Kunst- und Literaturproduktion als feministische Praxis

Tashweesh Tashweesh

Fr, 16.11.2018

Goethe-Institut Libanon Medienlounge

FISHBOWL DISCUSSION

KUNST- UND LITERATURPRODUKTION ALS FEMINISTISCHE PRAXIS
Gastgeberin: Roula Seghaier (Schriftstellerin, Publizistin, LEB)

Teilnehmerinnen: Nidal Ayoub (Performerin & Mitglied von Clown Me In, LEB), Deema Kaedbay (Knowledge Workshop, LEB), Sinine Nakhle (Illustratorin, LEB) und Islam Khatib (Cartoonistin, PAL/LEB)

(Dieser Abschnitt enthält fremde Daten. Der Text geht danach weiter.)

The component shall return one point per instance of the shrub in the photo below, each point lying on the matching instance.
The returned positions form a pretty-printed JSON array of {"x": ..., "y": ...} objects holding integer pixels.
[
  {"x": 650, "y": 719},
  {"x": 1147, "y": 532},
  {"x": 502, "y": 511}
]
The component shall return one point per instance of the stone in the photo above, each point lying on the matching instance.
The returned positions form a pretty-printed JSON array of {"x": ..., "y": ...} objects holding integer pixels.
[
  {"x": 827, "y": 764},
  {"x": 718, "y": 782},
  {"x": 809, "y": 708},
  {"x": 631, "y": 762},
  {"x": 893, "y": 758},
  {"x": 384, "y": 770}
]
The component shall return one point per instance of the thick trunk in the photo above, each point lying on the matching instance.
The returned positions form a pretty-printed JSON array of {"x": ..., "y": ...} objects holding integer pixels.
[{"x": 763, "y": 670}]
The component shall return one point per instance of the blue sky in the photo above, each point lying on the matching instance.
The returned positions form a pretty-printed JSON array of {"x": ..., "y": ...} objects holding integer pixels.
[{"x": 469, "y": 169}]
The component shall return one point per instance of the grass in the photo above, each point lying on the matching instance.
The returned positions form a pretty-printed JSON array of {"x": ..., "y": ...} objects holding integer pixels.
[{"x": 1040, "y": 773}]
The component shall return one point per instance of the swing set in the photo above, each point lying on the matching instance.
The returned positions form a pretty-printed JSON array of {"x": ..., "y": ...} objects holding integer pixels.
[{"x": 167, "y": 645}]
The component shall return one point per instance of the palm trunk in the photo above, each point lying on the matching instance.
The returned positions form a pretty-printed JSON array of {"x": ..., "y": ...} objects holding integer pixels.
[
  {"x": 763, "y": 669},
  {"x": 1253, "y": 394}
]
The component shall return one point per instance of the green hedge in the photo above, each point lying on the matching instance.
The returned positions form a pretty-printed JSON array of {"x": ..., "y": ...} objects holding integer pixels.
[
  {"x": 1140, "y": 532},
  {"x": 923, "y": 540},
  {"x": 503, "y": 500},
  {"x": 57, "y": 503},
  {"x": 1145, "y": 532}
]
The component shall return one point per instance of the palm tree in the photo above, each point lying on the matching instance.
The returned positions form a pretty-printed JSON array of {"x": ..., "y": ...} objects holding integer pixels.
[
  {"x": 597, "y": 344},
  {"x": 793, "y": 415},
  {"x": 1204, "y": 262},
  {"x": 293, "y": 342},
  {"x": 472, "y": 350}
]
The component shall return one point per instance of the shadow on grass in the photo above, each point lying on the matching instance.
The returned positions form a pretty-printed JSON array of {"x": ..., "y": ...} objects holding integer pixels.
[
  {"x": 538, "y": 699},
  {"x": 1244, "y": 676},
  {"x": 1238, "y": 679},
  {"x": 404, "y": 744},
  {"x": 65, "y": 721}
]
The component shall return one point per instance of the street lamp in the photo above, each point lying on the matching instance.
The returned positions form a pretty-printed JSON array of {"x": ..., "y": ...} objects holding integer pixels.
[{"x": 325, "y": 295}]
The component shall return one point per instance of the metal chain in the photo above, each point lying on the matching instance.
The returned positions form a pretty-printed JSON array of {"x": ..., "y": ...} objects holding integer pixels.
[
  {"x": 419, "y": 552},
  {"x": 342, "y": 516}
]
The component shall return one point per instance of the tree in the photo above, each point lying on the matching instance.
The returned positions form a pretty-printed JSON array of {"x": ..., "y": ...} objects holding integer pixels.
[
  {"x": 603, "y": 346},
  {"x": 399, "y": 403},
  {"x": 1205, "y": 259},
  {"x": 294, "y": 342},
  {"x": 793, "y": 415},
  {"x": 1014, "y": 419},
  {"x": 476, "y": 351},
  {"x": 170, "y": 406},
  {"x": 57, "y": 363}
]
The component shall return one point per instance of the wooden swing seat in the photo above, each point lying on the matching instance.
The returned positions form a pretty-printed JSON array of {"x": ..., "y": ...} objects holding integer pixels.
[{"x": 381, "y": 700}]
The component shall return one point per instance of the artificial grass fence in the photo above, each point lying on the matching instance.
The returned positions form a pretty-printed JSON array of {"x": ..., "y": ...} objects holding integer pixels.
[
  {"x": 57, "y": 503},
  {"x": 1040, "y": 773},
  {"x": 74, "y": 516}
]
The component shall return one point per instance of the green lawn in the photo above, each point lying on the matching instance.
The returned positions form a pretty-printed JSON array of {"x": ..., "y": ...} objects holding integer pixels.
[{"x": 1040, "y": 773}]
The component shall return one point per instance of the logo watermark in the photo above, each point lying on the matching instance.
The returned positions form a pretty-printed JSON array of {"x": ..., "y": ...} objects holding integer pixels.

Vor dem Hintergrund institutioneller „Branding“-Bemühungen, feministische Sprache und Praktik zu vereinnahmen, stellt das Panel die Frage: gibt es Formen künstlerischen Ausdrucks, die Systeme von Ungerechtigkeit aufrechterhalten? Gibt es Kunstformen, die von widerständischen Diskursen ausgeschlossen bleiben? Im Format des Fishbowl laden wir das Publikum zur Diskussion ein.

Auf Arabisch und Englisch (mit Simultanübersetzung)


Roula Seghaier ist feministische Autorin und Publizistin. Ihr Hintergrund liegt in den Bereichen Politikwissenschaft, Transitional Justice, Menschenrechte und SRHR (Sexuelle und reproduktive Gesundheit und Rechte). Derzeit leitet sie eine regionale wissenschaftliche Zeitschrift zu Körper- und Genderforschung.

Deema Kaedbey ist Mitbegründerin des Knowledge Workshop, einer feministischen Organisation in Beirut. Dort leitet sie das Oral-History-Projekt "The Storytellers Project". Sie ist außerdem Mitherausgeberin der feministischen Website Sawt al Niswa. Als promovierte Wissenschaftlerin in Women’s, Gender and Sexuality Studies untersucht sie in ihrer Arbeit queerfeministische Konzepte, die alternative Geschichten des Feminismus im Libanon konstruieren.